Als ich anfing Legends of Avallen zu lesen, war ich skeptisch. Ich wusste nicht, was mich erwartet und die Kernregeln klangen ungewohnt und auch hart. Desto mehr ich mich in das Werk wühlte, merkte ich jedoch, dass es viele Kombinationsmöglichkeiten gibt und sich auch die Kompetenz der Charaktere gut steigt. Sehr schön empfand ich die Entwicklung auch auf persönlicher Ebene und die Art und Weise, wie mit dem Thema Legenden umgegangen wird. Das Aufschreiben der einzelnen Questen führt schon zu einer Art von Ruhm und genau das wird durch einen Sozialstand widergespiegelt, was auch erlaubt mit Leuten von Rang und Namen zu sprechen.

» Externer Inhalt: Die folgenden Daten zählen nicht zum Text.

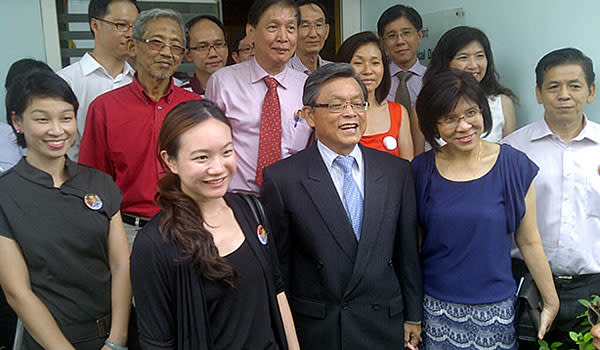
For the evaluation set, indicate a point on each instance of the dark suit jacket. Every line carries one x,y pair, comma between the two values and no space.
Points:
344,294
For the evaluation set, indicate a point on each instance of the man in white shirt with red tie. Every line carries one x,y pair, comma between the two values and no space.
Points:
400,29
565,144
262,96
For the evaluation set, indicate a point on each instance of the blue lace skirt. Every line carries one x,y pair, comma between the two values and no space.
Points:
462,326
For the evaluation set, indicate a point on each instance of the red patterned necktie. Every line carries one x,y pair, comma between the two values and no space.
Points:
269,142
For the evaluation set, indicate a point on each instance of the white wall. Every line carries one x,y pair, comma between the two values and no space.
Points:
521,32
21,36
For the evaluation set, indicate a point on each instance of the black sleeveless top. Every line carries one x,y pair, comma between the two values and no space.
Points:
239,317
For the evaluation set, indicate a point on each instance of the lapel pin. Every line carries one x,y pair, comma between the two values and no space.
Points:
262,235
92,201
390,143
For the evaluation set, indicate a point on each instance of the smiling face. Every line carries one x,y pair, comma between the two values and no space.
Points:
205,160
472,59
401,41
49,127
245,51
159,64
274,38
205,33
107,38
338,131
313,31
368,65
564,94
465,135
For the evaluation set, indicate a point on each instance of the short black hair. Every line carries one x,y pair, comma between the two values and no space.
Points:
440,95
395,12
358,40
561,57
24,67
259,7
197,19
99,8
312,85
317,3
235,46
36,85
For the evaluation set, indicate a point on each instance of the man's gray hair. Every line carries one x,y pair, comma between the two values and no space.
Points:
312,86
139,26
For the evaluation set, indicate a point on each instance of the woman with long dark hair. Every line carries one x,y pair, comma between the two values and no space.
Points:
388,123
468,49
64,257
202,270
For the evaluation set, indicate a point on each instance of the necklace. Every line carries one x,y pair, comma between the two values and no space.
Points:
215,216
473,173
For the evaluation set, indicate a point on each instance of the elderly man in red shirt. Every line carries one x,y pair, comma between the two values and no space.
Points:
122,125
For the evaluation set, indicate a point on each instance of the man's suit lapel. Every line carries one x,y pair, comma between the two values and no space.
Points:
375,187
322,191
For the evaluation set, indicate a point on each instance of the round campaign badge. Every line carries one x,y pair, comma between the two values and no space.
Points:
262,234
390,143
92,201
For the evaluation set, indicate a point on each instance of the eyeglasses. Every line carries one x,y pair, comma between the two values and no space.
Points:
339,107
205,47
246,49
405,34
158,45
307,27
120,26
452,121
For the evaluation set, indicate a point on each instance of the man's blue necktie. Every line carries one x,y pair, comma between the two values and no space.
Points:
353,201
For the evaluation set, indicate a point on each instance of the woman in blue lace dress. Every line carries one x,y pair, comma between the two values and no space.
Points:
473,196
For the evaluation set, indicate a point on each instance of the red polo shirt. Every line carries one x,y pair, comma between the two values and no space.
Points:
120,138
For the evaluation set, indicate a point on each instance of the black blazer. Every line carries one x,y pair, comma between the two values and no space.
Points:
169,294
345,294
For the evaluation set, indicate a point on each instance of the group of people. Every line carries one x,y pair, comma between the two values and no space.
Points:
398,205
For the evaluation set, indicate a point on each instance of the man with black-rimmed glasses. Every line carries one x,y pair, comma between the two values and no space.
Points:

Gleichzeitig werden genau so die NSC und Monster Statblöcke abstrahiert. Sie werden in einzelne Ränge eingestuft und haben dann grundsätzlich die gleichen Werte und ansonsten haben sie eigene Motivationen, Fähigkeiten und Abstufungen. Genauso werden auch Münzen nur in höchster Stufe gezählt und gehen mit dem sozialen Rang einher. Wenn man Adelig ist, interessiert man sich nicht mehr für Kupfermünzen und muss darüber auch kein Buch führen.

Besonders schön hat mir der soziale Konflikt gefallen, der nicht nur eine sorgfältig geplante Diskussion erfordert, sondern das in Erfahrung bringen von Motivationen und persönlichen Einstellungen des Gegenüber und die Geduld des Gesprächpartners auf die Probe stellt und damit ein Ende des Parley bildet.

Alles in Allem liest sich Legends of Avallen nach einem abgestimmten Spiel in einer sorgfältig geschriebenen Welt mit verdammt vielen Wörtern, die sich unaussprechlich lesen, und Geschichten vom einfachen Mensch bis hin zur Legende beschreiben ohne dabei ein zu hohes Powerlevel anzusetzen, sondern sich in der Mythologie wohl zu fühlen. Dieser Vorteil ist m.E. auch der Beigeschmack: Es ist eine sehr starke Thematik und daher nicht dein normales Fantasyspiel, was man mögen muss!